At the beginning of the movie, Yana (Aliza Rozen) pleads with some of her lifelong pals to help put her beloved husband Max (Shmuel Wolf) out of his constant pain. Yehezkel being a tinkerer and a man of compassion (he phones extremely sick residents pretending to be a sonorous God to coax them into keeping up the good fight), he becomes her only hope. They find supplies to build a machine that works by time-release and the opiates necessary to realize the task without leaving traces of foul play.
For this first application, Max testifies and grants authorization on video; after tools and meds change hands, he pushes the control button. Everyone else in attendance is absolved. As more cases arise, two more join the underground group: the new doctor, Daniel (Ilan Dar), who has just moved in; and his friend Raffi Segal (Rafael Tabor), a married former police detective. (Many of the actors, even in the more serious roles, are best known domestically as comedians — the result of a conscious effort to add a light touch to profound, dark social material.)
A major problem for the crowd is Levana (Levana Finkelshtein), Yehezkel’s lovely wife, who is vehemently against assisted suicide. Unfortunately for her, she is in the early stages of Alzheimer’s, in that uncomfortable space comparable to Julianne Moore’s early on in Still Alice when she recognizes her situation intellectually but nevertheless falls prey to its damage. A large chunk of plotline skillfully charts her vacillating position.

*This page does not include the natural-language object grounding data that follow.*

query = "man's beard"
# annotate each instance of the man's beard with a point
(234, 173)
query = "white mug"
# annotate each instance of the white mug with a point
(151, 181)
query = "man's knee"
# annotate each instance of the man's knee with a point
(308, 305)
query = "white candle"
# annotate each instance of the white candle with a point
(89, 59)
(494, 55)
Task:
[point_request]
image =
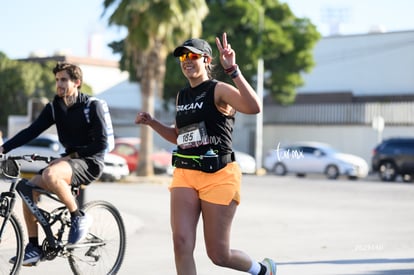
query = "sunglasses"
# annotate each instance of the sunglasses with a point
(190, 55)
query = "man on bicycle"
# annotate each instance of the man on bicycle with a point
(85, 144)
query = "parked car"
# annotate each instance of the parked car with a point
(246, 162)
(128, 148)
(48, 145)
(394, 157)
(314, 158)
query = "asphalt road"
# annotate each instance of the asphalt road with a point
(309, 226)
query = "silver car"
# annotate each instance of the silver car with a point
(314, 158)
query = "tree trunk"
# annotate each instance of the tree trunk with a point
(145, 166)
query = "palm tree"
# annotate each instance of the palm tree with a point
(154, 28)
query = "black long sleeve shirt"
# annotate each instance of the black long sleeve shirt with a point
(75, 133)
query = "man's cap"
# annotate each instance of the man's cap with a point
(194, 45)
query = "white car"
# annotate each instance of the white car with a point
(246, 162)
(314, 158)
(115, 169)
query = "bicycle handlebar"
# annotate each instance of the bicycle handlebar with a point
(28, 158)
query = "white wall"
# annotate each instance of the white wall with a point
(368, 64)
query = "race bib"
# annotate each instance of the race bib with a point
(192, 135)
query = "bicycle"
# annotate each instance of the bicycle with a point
(101, 252)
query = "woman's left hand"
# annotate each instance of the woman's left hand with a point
(227, 54)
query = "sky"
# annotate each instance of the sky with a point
(46, 27)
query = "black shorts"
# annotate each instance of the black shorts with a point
(84, 170)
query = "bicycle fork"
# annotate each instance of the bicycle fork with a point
(7, 200)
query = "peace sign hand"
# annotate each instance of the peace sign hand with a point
(227, 54)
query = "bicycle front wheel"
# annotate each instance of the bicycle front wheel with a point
(103, 250)
(11, 246)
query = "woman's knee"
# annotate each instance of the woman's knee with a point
(183, 243)
(219, 257)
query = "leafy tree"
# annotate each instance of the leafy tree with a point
(154, 29)
(259, 28)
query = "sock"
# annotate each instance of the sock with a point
(34, 241)
(75, 213)
(255, 269)
(263, 269)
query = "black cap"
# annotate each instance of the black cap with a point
(194, 45)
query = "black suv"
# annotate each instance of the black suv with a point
(393, 157)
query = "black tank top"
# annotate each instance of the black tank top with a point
(201, 125)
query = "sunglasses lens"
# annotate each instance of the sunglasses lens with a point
(191, 56)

Maymon and Granit balance comedy with an appropriate degree of serious emotion. Every day at this juncture of life is critical: Sickness may strike you or someone you love with little or no warning. So many losses take their toll. The movie’s stand is that there are ways to help get through it all. After the uptight building manager chews out the clique for sitting naked on a patio at night, drinking and smoking dope, the slowly diminishing but still wise Levana walks over and whispers conspiratorially in her ear, “Inside they’re like kids. Only their bodies have aged.”